Sorting an associative array

N

Nathan Olson

I've got an associative array whose keys are movie titles. I'd like to sort
the keys in an order that takes into account titles beginning with "A" or
"The." In other words, "The Graduate" ought to be sorted with the 'g's, not
the 't's. Is there any way to do this that doesn't involve sorting manually?


Thanks in advance,
Nate Olson
 
B

BZ

Nathan Olson wrote in comp.lang.perl.misc:
I've got an associative array whose keys are movie titles. I'd like to sort
the keys in an order that takes into account titles beginning with "A" or
"The." In other words, "The Graduate" ought to be sorted with the 'g's, not
the 't's. Is there any way to do this that doesn't involve sorting manually?

Something like this should work:

sort {
$a =~ s/^(a|the)\s+//;
$b =~ s/^(a|the)\s+//;
$a <=> $b
} keys %hash;
 
G

Gunnar Hjalmarsson

Nathan said:
I've got an associative array whose keys are movie titles.

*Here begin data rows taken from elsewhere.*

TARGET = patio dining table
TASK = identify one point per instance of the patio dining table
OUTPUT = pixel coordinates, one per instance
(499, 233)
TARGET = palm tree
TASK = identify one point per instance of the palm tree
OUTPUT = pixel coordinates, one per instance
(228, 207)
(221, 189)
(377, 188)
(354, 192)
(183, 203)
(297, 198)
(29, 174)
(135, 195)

I'd like
to sort the keys in an order that takes into account titles
beginning with "A" or "The." In other words, "The Graduate" ought
to be sorted with the 'g's, not the 't's.

my @sortedtitles = sort {
($a =~ /(?i:the|a)?\s*(.+)/)[0]
cmp
($b =~ /(?i:the|a)?\s*(.+)/)[0]
} keys %movies;
 
J

John Bokma

Nathan said:
I've got an associative array whose keys are movie titles. I'd like to sort
the keys in an order that takes into account titles beginning with "A" or
"The." In other words, "The Graduate" ought to be sorted with the 'g's, not
the 't's. Is there any way to do this that doesn't involve sorting manually

create a look up table (array) consisting of arrays with the first
element the title, and the second one the title with "A " and "The " etc
removed. Sort it on the *second* element.

Next use the first element to index your assoc array.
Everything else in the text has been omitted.